You can help replenish your vitamin D supply with eggs—specifically egg yolks. © Con Poulos
By Gillie Houston Posted June 17, 2016

Are you getting the right vitamins?

Those who suffer from migraines know how debilitating the head pain can be. While many researchers have tried to identify the reason migraines happen, for the most part the cause of the headaches is somewhat of a mystery. Now, one study suggests that the root of the problem is a deficiency in certain essential vitamins.

Light, hunger, smells, hormones, foods, drinks and stress are just some of the things that can trigger migraine headaches in the 16 percent of women and 8 percent of men who suffer from them. And often the intense headaches are accompanied by sensitivity to light and sound, nausea, changes in vision and throbbing pain.

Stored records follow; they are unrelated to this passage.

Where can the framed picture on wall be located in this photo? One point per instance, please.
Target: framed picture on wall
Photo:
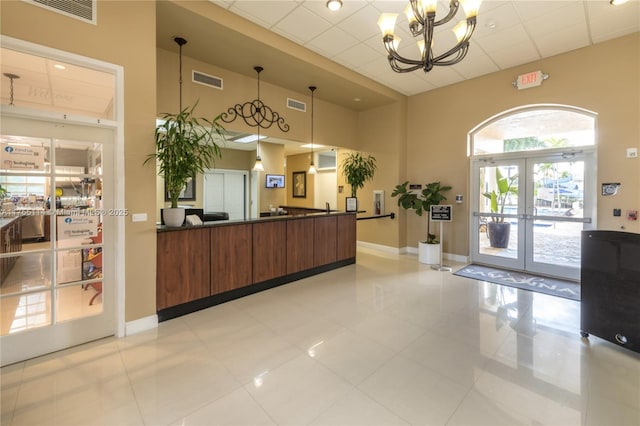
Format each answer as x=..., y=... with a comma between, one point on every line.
x=351, y=204
x=188, y=193
x=299, y=184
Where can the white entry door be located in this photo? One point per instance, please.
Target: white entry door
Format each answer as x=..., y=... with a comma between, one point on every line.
x=539, y=220
x=58, y=232
x=226, y=191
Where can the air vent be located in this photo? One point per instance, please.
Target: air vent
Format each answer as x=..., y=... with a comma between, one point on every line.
x=206, y=79
x=293, y=104
x=81, y=9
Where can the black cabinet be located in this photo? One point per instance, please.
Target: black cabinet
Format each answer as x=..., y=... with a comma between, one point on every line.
x=610, y=287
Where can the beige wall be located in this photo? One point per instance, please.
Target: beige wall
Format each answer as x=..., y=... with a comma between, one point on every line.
x=124, y=35
x=422, y=138
x=601, y=78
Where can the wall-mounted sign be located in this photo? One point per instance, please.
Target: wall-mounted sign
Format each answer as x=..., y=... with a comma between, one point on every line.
x=442, y=213
x=21, y=157
x=609, y=189
x=77, y=226
x=530, y=79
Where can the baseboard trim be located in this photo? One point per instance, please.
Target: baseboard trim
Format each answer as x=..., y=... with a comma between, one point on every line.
x=448, y=256
x=379, y=247
x=141, y=324
x=216, y=299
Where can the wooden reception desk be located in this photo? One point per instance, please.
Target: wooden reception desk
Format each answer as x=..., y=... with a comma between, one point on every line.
x=202, y=266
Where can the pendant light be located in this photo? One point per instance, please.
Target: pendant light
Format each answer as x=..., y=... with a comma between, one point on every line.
x=312, y=167
x=11, y=78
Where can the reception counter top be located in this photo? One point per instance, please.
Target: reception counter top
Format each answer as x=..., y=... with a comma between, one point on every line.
x=202, y=265
x=165, y=228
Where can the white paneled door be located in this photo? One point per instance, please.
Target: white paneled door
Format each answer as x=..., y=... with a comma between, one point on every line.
x=226, y=191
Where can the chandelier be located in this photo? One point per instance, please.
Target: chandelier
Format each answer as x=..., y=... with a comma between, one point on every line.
x=422, y=21
x=256, y=113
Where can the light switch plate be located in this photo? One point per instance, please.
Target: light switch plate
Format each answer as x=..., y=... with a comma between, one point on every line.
x=139, y=217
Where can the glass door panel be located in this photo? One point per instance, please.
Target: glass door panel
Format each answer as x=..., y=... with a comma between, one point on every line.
x=556, y=207
x=497, y=218
x=51, y=237
x=543, y=211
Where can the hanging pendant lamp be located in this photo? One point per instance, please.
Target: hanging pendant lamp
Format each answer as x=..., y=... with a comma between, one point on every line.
x=312, y=167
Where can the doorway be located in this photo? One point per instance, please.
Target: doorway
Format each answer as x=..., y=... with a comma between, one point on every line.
x=226, y=191
x=62, y=279
x=535, y=193
x=57, y=283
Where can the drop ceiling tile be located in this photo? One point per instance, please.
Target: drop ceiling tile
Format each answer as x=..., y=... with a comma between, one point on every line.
x=265, y=13
x=514, y=55
x=475, y=64
x=377, y=67
x=301, y=25
x=607, y=22
x=362, y=24
x=557, y=19
x=495, y=20
x=408, y=83
x=332, y=42
x=512, y=36
x=531, y=9
x=357, y=56
x=441, y=76
x=349, y=7
x=562, y=40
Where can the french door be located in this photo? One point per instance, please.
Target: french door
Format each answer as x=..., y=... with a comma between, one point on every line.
x=57, y=258
x=543, y=203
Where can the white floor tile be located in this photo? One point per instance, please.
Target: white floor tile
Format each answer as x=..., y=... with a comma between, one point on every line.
x=385, y=341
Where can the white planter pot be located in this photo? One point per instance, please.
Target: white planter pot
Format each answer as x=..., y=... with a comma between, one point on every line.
x=429, y=253
x=173, y=217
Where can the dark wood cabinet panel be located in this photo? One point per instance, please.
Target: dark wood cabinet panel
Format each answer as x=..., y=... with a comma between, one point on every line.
x=324, y=240
x=610, y=287
x=269, y=250
x=346, y=237
x=299, y=245
x=231, y=248
x=181, y=275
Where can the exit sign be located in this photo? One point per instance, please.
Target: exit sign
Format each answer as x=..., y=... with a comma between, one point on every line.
x=530, y=79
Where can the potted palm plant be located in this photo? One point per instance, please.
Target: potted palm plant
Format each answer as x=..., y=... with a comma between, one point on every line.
x=497, y=229
x=186, y=145
x=357, y=170
x=431, y=195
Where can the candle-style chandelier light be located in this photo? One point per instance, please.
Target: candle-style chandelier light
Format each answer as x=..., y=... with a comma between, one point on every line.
x=422, y=21
x=256, y=113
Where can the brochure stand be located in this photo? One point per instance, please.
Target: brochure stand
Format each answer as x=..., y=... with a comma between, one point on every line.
x=441, y=214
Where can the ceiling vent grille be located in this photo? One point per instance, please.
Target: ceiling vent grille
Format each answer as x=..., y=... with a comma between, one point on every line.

Researchers at the Cincinnati Children's Hospital recently set out to determine what could possibly be causing the headaches in their young patients. By analyzing the blood levels of those who had experienced migraines, the scientists found that children, teens, and young adults with deficiencies in some vitamins tended to experience higher levels of migraines. Vitamin D, riboflavin, folate, and coenzyme Q10 (which is a vitamin-like substance that produces energy for cell growth) levels were all linked to the development of migraines in younger people, according to Science Daily.

The study also found that girls were more likely to have lower levels of coenzyme Q10, while boys were found to have higher deficiencies of vitamin D. Additionally, researchers found that chronic migraine sufferers were more likely to have coenzyme Q10 and riboflavin deficiencies than those who experience episodic migraines

Study participants who had a vitamin deficiency were given preventative migraine medications and vitamin supplements, but because of the introduction of the migraine medication, the scientists were unable to definitively say whether or not adjusting vitamin levels prevented the headaches.

"Further studies are needed to elucidate whether vitamin supplementation is effective in migraine patients in general, and whether patients with mild deficiency are more likely to benefit from supplementation," says lead author Suzanne Hagler, MD, a Headache Medicine fellow at the hospital. In the meantime, until further conclusions are made, migraine sufferers might want to consider upping their vitamin intake just in case.